Berpolitik bagi Franky, bukan untuk mencari kedudukan, juga bukan untuk mengejar kekayaan. Berpolitik, bagi Franky, tampaknya adalah upaya untuk membangun masyarakat yang baik, terbuka, adil dan demokratis. Nilai-nilai demokrasi, dia suarakan melalui lagu-lagunya, Ketidakadilan dia sentuh dengan lagu-lagunya sehingga orang yang mendengar merasakan keteduhan akan pesan-pesan yang disampaikan.
Karena pilihannya, membuat teman-teman Franky berasal dari kalangan yang beragam. Bukan hanya dari kalangan musisi, melainkan seniman dari disiplin lain, bersahabat denganya. Politisi partai, aktivis politik, aktivis LSM, aktivis anti koruposi, aktivis pro demokrasi, kelompok agamawan sampai pejabat, menjadi sahabat Franky. Ini menunjukkan, sesunguhnya, Franky diterima oleh beragam kalangan.
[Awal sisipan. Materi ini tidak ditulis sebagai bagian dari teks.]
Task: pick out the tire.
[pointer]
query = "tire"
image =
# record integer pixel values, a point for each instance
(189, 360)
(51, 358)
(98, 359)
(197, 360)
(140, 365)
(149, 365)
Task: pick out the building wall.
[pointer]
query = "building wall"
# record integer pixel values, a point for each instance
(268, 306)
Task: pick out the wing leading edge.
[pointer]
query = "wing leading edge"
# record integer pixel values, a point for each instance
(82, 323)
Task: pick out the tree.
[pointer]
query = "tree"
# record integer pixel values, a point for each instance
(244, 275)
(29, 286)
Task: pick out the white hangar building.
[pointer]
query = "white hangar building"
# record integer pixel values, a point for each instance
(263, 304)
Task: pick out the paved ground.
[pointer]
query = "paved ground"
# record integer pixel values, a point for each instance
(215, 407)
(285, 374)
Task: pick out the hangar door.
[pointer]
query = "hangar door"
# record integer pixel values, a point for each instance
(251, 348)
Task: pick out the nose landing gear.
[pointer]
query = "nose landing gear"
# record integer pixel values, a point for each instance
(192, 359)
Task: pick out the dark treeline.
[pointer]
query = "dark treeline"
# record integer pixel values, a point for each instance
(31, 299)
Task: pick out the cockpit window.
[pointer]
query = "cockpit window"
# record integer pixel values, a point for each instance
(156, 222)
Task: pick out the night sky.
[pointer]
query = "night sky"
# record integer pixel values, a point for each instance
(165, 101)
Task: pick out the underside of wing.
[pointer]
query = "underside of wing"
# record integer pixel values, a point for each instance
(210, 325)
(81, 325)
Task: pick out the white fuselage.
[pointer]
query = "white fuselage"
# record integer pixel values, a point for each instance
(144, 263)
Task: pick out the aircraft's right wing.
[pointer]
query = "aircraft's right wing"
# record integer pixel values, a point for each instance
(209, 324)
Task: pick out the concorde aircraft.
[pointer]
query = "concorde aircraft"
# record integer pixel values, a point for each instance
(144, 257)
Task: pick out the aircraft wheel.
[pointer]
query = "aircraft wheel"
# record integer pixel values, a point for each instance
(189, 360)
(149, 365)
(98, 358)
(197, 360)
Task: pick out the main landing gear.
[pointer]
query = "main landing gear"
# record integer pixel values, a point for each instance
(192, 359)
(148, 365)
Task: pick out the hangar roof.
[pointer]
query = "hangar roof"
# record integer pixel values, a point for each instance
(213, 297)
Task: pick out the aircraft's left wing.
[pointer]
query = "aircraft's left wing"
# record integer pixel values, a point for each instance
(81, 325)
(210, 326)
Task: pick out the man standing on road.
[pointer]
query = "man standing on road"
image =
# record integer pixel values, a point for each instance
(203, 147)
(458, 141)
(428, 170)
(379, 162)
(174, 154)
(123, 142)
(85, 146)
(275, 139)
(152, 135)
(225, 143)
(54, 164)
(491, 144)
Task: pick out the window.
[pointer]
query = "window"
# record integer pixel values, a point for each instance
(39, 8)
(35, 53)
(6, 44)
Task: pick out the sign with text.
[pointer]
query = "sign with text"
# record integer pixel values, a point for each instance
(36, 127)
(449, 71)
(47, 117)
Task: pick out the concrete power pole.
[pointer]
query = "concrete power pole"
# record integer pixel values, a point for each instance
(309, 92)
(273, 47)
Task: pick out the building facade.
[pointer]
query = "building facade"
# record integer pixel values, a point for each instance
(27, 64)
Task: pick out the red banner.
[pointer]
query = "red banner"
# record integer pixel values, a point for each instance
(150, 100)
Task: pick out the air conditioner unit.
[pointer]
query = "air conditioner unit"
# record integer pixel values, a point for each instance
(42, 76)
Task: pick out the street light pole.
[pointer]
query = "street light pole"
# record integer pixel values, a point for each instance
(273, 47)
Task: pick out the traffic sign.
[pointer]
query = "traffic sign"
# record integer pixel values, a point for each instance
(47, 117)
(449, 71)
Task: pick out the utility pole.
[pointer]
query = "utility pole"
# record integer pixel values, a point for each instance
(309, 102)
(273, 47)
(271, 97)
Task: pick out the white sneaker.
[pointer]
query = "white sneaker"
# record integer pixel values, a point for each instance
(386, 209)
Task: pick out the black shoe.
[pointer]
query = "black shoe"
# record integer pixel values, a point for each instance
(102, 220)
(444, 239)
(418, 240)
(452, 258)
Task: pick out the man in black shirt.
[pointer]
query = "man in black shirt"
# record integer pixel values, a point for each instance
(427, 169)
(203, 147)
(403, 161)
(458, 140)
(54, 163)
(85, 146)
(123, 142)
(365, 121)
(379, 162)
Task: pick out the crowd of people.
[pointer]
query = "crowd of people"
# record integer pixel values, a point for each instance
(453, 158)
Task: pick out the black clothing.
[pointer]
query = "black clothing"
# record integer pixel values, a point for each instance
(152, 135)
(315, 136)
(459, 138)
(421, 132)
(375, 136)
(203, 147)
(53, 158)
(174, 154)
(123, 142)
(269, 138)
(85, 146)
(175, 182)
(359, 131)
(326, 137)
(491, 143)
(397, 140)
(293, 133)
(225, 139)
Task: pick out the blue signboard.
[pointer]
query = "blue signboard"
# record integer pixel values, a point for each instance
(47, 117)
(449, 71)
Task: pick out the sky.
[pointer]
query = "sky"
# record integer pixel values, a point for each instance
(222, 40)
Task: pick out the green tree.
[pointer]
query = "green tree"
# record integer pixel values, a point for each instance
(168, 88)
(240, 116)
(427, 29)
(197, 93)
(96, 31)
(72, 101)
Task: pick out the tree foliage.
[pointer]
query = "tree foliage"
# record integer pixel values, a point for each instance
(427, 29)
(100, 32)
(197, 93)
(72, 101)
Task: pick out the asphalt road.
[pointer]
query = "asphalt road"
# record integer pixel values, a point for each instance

Namun kini, Franky telah pergi. Pastilah bangsa kita kehilangan seorang pejuang yang baik hati, merelakan diri untuk tidak berlimpah harta. Dalam kata lain, hidup Franky ‘diserahkan’ untuk membangun bangsa ini. Mesti dia tahu, bahwa negaranya tidak pernah bersih dari korupsi. Tidak pernah jauh dari kekerasan, dan sangat dekat dengan ketidakadilan. Tetapi Franky tetap mencintai negerinya sambil berlagu untuk mengingatkan semuanya, terumata para penguasa. Bahkan, sebelum dia meninggal, masih sempat menciptakan lagu untuk Indonesia yang berjudul ‘Pancasila Rumah Kita Bersama’.
Saya membayangkan, bagaimana galaunya Franky terhadap keadaan negerinya, sehingga dia menunjuk rumah yang sudah lama ‘dimiliki’, tetapi malah ditinggalkan. Dan rumah yang diatunjuk, dikenal oleh semua warga negara, dari anak kecil sampai orang tua. Apalagi, anak-anak SD sampai sekarang masih diminta untuk menghafal butir-butir Pancasila. Namun celakanya malah dilupakan. Karena itu, Franky menunjuk, ‘Pancasila’ adalah rumah kita.
Mudah-mudah dengan kepergian Franky, kita bersedia kembali ke rumah yang sudah ditunjukkan oleh Franky.
Selamat jalan Franky, perjuanganmu melalui musik tidak akan terlupakan.
Ons Untoro
Artikel Lainnya :
- 8 September 2010, Perpustakaan - Carok. Konflik Kekerasan dan Harga Diri Orang Madura(08/09)
- Patok atau Tugu Penunjuk Arah di Jogja(08/02)
- 11 Mei 2010, Bothekan - NGEMPUKAKE WATU ITEM(11/05)
- WISATAWAN DI KRATON YOGYA(27/06)
- JUDUL BUKU(21/10)
- 19 Agustus 2010, Situs - SALAH SATU PENINGGALAN SULTAN HAMENGKU BUWANA II(19/08)
Seminar Sehari Peranan Budaya dan Bahasa Jawa di Sekolah(15/06) - DAFTAR BUKU PERPUSTAKAAN RUMAH BUDAYA Tembi(11/02)
- PENYIMPANAN PADI DI TAHUN 1930-AN(11/05)
- Siti karo Slamet. Jilid 1(16/05)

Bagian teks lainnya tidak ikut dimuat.